Keeping people productive on companies time is not a "status quo" it's working on working time. If these employees had just protested after their shifts Google could have probably still and would have more than likely fired them either way but the point is that it wouldn't have been on their time giving them less grounds to do so.
Get the fuck out of here with the straw man. Google is and has been a problem in more ways than one but they were within their rights to fire people. This is just a dumb ass question to divert right into your already justified opinion because Google is "evil" and it needs to stay that way but if you can't see that a company has a right to fire when you are getting paid on their time then you are just as unreasonable.
It sucks for these people but you are just as much in the circlejerk on Lemmy as everyone else if your first statement is a question asking something like this because you can't discuss it and would rather find any other reasons to just say "But Google bad." No one is disagreeing with this that Google isn't a monopoly, powerhouse, and abuses its uses. The point and statement here is that Google had a right to fire them.
"It wouldn't be very effective if they did it on their own time." - well it appears to me it wasn't very effective doing it on company time.

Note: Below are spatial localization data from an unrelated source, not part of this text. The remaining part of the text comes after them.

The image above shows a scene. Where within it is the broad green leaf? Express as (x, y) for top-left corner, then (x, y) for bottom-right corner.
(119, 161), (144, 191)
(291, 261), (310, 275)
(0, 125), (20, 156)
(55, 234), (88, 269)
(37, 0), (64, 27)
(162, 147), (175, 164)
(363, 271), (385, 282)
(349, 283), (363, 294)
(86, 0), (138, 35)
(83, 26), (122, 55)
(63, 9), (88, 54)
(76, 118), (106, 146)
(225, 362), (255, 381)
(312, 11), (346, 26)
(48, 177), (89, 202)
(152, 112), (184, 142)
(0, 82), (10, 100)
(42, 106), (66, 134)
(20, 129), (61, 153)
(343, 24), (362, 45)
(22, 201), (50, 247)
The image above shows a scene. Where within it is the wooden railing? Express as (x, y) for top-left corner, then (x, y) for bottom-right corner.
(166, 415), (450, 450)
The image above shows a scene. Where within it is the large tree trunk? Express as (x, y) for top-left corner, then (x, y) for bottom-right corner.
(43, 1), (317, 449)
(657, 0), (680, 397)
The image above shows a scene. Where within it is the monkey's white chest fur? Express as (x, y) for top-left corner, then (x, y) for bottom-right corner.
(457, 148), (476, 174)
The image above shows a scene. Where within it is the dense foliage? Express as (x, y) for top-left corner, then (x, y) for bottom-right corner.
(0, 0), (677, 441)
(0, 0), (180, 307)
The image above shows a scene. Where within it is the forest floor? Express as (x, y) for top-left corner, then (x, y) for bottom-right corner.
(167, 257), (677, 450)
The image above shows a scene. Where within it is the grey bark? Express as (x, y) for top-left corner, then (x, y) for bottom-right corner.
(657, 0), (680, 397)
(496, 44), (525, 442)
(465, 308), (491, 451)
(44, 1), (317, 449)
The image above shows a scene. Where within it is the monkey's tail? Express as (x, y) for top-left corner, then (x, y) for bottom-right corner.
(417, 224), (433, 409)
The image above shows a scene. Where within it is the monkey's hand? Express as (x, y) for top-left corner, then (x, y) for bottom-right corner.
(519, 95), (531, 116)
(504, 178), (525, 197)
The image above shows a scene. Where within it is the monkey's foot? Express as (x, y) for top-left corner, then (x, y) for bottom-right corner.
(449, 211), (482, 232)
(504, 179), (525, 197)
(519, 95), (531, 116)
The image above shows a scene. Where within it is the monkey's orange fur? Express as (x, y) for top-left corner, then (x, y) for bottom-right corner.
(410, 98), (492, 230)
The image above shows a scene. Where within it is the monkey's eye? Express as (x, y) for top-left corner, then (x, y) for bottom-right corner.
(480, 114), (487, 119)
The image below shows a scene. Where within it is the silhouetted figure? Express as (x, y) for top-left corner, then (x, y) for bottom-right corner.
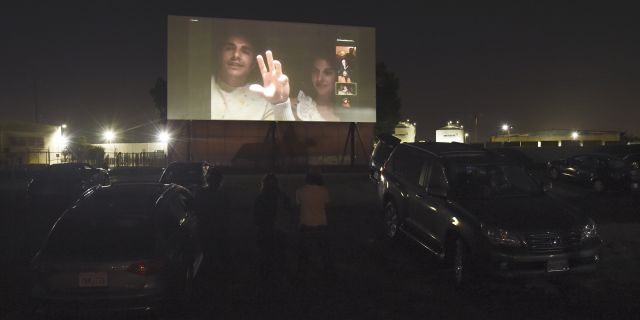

In fact I would argue that the majority of these stories have a higher impact when they are very much not doing it on company time because then Google fires against the law. There are laws that protect you while protesting or going into a union in certain states. Google has fired numerous times breaking California laws for firing while people are trying to unionize or protest off the company time which I would say is more effective because it garners far more attention.